Technical details comparison
1. Delay module loading
- Preload: The module starts loading at declaration (parallel to the main thread), butNo module code execution。
- Delayed execution: Execution of module code is delayed until the first time it accesses its export member.
Example:
// Preload the module when declared (no code execution)
defer import { heavyModule } from './';
= async() => {
// The module is triggered to execute when clicked (the module has been loaded at this time)
await ();
};Advantages:
- Reduces CPU usage during initialization (module code delays execution).
- Resource preload optimization avoids waiting for network requests during runtime.
2. Dynamic import(ES6 features)
-
Load on demand: Called
import()triggers asynchronous loading of modules andExecute now。 -
Promise Driver: Return to Promise, need to pass
awaitor.then()deal with.
Example:
// Trigger loading and execution when clicked
= async() => {
const { heavyModule } = await import('./');
();
};Use scenarios
Scenario 1: Use delay module loading to solveHome screen optimizationThe problem
Although we can use it nowLazy loadingorLoad on demandThe method to optimize the first screen,
However, both solutions have a common pain point, which is the extremely poor user experience (users cannot see the content in real time, and sometimes we need to use hack techniques to preload these modules that need to be loaded on demand)
Lazy loading scheme problem:
Lazy loading scheme will cause the user to drag to the viewport of the hidden area before it will trigger loading. If it is an area dominated by the image, the user will see a period of white screen time. Generally, we will solve it by combining preloading.
Dynamic import issues:
Dynamic introduction solutions, especially pop-up resources, will cause white screens and splash screens when you first open them.
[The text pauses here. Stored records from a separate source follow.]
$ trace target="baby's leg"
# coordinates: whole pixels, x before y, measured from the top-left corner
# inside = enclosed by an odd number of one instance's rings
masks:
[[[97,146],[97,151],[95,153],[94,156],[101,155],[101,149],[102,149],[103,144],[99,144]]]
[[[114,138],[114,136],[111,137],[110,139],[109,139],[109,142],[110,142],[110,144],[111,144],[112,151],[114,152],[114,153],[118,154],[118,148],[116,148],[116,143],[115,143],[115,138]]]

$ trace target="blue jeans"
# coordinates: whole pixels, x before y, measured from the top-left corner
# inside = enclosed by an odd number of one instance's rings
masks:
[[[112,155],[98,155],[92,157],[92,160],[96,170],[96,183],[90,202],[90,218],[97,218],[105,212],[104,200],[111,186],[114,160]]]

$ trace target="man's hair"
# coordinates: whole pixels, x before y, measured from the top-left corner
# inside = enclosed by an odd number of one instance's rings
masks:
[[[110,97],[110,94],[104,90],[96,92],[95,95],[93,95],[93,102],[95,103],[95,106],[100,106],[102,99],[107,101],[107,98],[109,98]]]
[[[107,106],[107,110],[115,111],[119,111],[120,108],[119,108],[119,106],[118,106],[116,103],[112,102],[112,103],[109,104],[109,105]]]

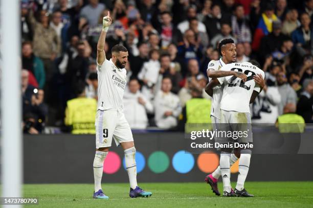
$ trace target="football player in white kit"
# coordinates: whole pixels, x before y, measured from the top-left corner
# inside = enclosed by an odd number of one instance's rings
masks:
[[[249,128],[248,137],[241,137],[234,141],[233,138],[218,138],[219,141],[223,143],[232,143],[236,142],[241,144],[251,144],[252,132],[250,126],[251,124],[249,104],[255,99],[262,89],[256,79],[264,80],[264,73],[259,68],[259,64],[255,61],[242,63],[233,63],[228,64],[221,68],[220,70],[225,72],[237,71],[242,72],[247,76],[244,82],[240,78],[234,76],[218,78],[209,84],[211,87],[218,84],[223,84],[223,95],[220,103],[220,122],[229,124],[226,128],[231,127],[233,131],[243,131],[242,125],[236,124],[249,124],[243,125],[243,128]],[[233,124],[235,125],[232,125]],[[244,184],[249,169],[252,150],[249,148],[239,148],[238,150],[240,153],[240,159],[239,163],[238,176],[237,185],[233,192],[230,183],[230,159],[232,148],[224,147],[221,149],[220,167],[222,176],[223,184],[223,196],[243,196],[253,197],[244,189]]]
[[[112,58],[106,59],[104,44],[106,32],[111,24],[109,12],[103,17],[103,29],[97,45],[98,108],[96,115],[96,154],[94,160],[95,192],[93,198],[108,199],[101,188],[101,179],[104,160],[114,139],[117,146],[121,145],[125,154],[126,169],[128,174],[130,191],[129,196],[148,197],[137,186],[135,160],[136,149],[129,125],[123,112],[123,96],[126,85],[126,71],[128,52],[123,46],[112,48]],[[104,165],[105,163],[104,163]]]
[[[221,58],[218,60],[212,60],[209,63],[207,73],[209,77],[209,81],[212,79],[216,80],[219,77],[233,75],[245,81],[247,76],[242,73],[235,71],[225,72],[221,71],[220,68],[227,64],[233,63],[236,61],[236,45],[234,40],[231,38],[224,39],[220,41],[218,44],[218,51]],[[223,85],[219,85],[213,88],[207,89],[210,90],[209,95],[212,97],[212,105],[211,107],[211,119],[213,129],[218,130],[219,129],[218,124],[220,123],[220,101],[223,95]],[[240,154],[236,152],[232,154],[231,157],[231,164],[232,165],[240,156]],[[211,174],[206,176],[205,181],[209,183],[215,195],[220,195],[217,187],[217,180],[221,175],[221,171],[218,166]]]

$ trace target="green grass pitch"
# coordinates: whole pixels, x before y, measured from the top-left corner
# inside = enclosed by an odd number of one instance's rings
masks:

Delay module loading is inherently equipped with preload and on-demand loading, so it greatly simplifies our code.
- Dynamic import: Suitable for secondary features that fully load on demand (such as settings pages).
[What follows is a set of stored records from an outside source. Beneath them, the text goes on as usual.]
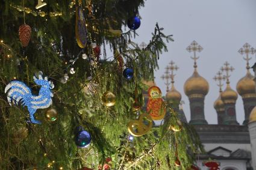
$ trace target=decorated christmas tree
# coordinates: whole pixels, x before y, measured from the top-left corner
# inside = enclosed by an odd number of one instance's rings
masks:
[[[145,83],[172,37],[133,41],[143,1],[0,1],[0,169],[190,167],[196,134]]]

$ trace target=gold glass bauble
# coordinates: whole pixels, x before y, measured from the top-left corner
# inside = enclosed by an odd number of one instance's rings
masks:
[[[178,157],[176,157],[174,163],[175,163],[176,166],[180,166],[181,165],[181,162]]]
[[[106,91],[103,94],[102,100],[105,106],[113,106],[116,103],[116,96],[110,91]]]
[[[40,11],[38,13],[40,17],[45,17],[46,14],[44,11]]]
[[[25,11],[26,12],[26,13],[30,14],[32,11],[32,10],[30,8],[25,8]]]
[[[180,120],[177,120],[177,124],[175,125],[170,125],[169,129],[174,132],[180,132],[183,129],[182,123]]]
[[[50,109],[46,111],[45,117],[49,121],[55,121],[58,118],[58,113],[55,109]]]

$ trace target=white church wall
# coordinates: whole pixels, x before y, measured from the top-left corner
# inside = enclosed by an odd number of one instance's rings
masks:
[[[250,144],[203,144],[206,151],[213,150],[218,147],[222,147],[232,151],[237,149],[251,151]]]
[[[233,168],[234,170],[246,170],[246,161],[243,160],[217,160],[220,163],[220,169],[225,170]],[[204,160],[197,161],[197,165],[201,170],[208,170],[208,168],[203,165]]]
[[[252,164],[254,169],[256,169],[256,122],[248,124],[252,147]]]

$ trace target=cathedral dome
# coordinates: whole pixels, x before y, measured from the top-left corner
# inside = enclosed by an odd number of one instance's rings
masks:
[[[166,95],[166,100],[174,100],[180,102],[181,100],[181,94],[178,92],[173,85],[172,85],[172,88]]]
[[[218,99],[215,100],[214,103],[213,104],[213,106],[216,110],[224,110],[224,103],[220,99],[220,95],[219,96]]]
[[[186,95],[188,96],[193,94],[205,96],[209,91],[209,84],[196,70],[195,70],[192,76],[186,81],[184,90]]]
[[[236,103],[237,99],[237,93],[232,90],[229,84],[226,84],[226,88],[220,94],[221,100],[224,103]]]
[[[256,121],[256,106],[251,112],[250,117],[249,117],[249,122]]]
[[[255,83],[250,72],[248,71],[246,75],[237,82],[237,91],[242,96],[246,94],[255,93]]]
[[[149,87],[151,87],[152,86],[156,85],[155,82],[153,80],[151,81],[143,81],[143,84],[148,86]]]

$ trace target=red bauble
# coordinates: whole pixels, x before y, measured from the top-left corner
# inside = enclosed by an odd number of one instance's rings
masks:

Scenario 2: Complex dependency management
// Delayed module loading: dependency is preloaded but not executed
defer import { A } from './';
defer import { B } from './';
async function run() {
// Code that triggers A and B during execution
await ();
await ();
}
// Dynamic import: Runtime load dependencies on demand
async function loadDependencies() {
const { A } = await import('./');
const { B } = await import('./');
await ();
await ();
}Scenario 3: Performance-sensitive applications
- Delay module loading: Suitable for scenarios that require rapid response to user interaction (such as media resources, pop-up resources, and preloading of large module resources).
- Dynamic import: Suitable for any on-demand loading scenario, such as routing page switching
4. Differences in underlying mechanisms
| stage | Delay module loading | Dynamic import |
|---|---|---|
| load | Trigger loading when declared (in parallel with HTML parsing) | Trigger loading when called |
| Analysis/Compilation | Complete immediately after loading | Complete immediately after loading |
| implement | Delayed until the first access to export | Execute immediately after loading |
| cache | Global module cache (shared with static import) | Global module cache (shared with static import) |
| characteristic | Delay module loading (Deferred Import) | Dynamic import (Dynamic Import) |
|---|---|---|
| grammar | defer import { ... } from '...' |
await import('...') |
| Loading time | Preloaded when declared, trigger execution when accessed | Load and execute asynchronously when called |
| Execution order | Module code is delayed until first access | Execute the module code immediately |
| Whether to block the main thread | Non-blocking (preloading resources, delayed execution) | Non-blocking (asynchronous loading) |
| Applicable scenarios | Modules that require preload but delay execution | Code segmentation scenarios that are loaded on demand |
Summarize
- Delay module loading = Preload + Delayed execution→ Optimize initialization performance
- Dynamic import = Load on demand + Instant execution→ Implement code segmentation
The two can be used in combination:defer importPreload key modules withimport()Process dynamic routing to achieve optimal performance balance.